[Nut-upsuser] upsd crashes with a "broken pipe" error

Arjen de Korte nut+users at de-korte.org
Tue Feb 15 20:27:55 UTC 2011


Citeren Zach La Celle <lacelle op roboticresearch.com>:

> You can see where the problem happens in parseconf.c, on line 125  
> with the code:
> /* resize the lists */
> ctx->arglist = realloc(ctx->arglist,
>                                    sizeof(char *) * ctx->numargs);

With the given arguments, this boils down to

     ctx->arglist = realloc(NULL, sizeof(char *));

This is all normal. Upon the first invocation of add_arg_word,  
ctx->arglist will be a NULL pointer (since there is nothing in the  
list yet). This should then allocate a one element array of a pointer  
to char (to store the

"If ptr is a null pointer, realloc() shall be equivalent to malloc()  
for the specified size."

After that, all hell breaks loose, but that's out of our control.

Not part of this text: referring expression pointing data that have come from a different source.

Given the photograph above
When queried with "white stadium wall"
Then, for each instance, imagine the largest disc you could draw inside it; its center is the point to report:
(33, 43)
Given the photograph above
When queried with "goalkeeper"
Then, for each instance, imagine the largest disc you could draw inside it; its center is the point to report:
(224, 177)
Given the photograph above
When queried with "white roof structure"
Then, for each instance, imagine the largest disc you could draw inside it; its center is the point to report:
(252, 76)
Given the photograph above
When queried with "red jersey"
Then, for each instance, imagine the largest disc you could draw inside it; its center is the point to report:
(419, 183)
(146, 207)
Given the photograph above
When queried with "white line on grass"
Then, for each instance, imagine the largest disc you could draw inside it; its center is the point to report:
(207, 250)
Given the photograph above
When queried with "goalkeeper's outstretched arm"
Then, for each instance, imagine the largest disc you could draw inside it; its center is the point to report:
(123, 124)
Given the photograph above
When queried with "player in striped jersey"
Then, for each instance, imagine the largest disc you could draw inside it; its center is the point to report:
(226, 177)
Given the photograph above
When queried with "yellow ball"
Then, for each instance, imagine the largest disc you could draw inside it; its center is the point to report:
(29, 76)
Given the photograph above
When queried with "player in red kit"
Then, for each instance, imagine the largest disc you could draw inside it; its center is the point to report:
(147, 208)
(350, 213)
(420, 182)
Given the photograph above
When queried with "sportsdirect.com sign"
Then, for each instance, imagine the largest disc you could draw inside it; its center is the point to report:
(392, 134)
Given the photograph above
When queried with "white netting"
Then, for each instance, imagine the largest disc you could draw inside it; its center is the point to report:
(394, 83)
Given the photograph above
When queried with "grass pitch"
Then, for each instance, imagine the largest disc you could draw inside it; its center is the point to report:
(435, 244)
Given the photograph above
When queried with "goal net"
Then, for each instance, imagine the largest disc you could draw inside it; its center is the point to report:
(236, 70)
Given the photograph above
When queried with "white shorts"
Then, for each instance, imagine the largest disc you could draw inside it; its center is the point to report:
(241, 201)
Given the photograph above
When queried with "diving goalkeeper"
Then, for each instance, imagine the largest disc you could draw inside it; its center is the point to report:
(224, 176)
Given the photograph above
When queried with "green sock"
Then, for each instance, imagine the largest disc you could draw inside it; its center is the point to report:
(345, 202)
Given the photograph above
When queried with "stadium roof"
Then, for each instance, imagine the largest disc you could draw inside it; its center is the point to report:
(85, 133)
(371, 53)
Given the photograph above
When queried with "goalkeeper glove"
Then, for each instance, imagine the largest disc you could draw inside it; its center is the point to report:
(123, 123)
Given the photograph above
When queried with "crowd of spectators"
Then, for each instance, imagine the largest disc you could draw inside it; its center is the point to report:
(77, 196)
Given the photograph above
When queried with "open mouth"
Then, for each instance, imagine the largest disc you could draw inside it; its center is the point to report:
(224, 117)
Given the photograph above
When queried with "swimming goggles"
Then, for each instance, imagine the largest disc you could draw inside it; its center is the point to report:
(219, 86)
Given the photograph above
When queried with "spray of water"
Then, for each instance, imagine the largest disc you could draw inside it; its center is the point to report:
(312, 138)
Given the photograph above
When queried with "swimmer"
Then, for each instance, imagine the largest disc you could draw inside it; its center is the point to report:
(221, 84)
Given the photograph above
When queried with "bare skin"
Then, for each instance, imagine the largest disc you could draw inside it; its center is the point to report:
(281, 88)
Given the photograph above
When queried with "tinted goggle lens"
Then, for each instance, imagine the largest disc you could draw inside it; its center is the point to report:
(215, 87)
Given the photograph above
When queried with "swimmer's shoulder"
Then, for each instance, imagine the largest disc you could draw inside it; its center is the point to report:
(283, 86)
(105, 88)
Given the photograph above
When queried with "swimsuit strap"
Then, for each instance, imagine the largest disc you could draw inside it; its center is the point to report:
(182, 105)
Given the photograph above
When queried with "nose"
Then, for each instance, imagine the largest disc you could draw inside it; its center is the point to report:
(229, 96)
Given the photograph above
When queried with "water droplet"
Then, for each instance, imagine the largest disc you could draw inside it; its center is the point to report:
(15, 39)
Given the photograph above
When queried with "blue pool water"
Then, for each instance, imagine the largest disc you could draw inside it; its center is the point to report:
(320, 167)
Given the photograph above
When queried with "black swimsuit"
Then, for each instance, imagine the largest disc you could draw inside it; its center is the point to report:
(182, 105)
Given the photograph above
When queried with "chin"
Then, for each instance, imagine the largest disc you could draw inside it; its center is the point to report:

There is a slight problem in lines 131-132

     ctx->argsize = realloc(ctx->argsize, sizeof(int *) * ctx->numargs);

which should really read

     ctx->argsize = realloc(ctx->argsize, sizeof(size_t) * ctx->numargs);

but I doubt that sizeof(size_t) will be smaller that sizeof(int *), so  
this just wastes a few bytes of memory.

> This also might help:
> (gdb) p *ctx
> $4 = {f = 0x0, state = 5, ch = 9, arglist = 0x0, argsize = 0x0,  
> numargs = 1, maxargs = 1, wordbuf = 0x61f2e0 "Z", wordptr = 0x61f2fd  
> "", wordbufsize = 16, linenum = 0, error = 0, errmsg = '\000'  
> <repeats 255 times>, errhandler = 0, magic = 7497264, arg_limit =  
> 32, wordlen_limit = 512}

None of these values is suspect.

> If I go "up" in GDB to the pconf_char function, here is the  
> character which is killing it:
> (gdb) p ch
> $6 = 9 '\t'

This is expected. Any whitespace character ends the collection of  
characters for the current argument and will start a new one. Nothing  
out of the ordinary. If it was, 100% of the NUT installations would  
suffer the same problems as you're seeing 100% of the time they start  
the upsd server. This is not the case and even in your case, the  
problem seems to occur intermittently, which is more an indication  
you're either running out of memory or the system is suffering from  
bad memory. Did you run a memory check lately?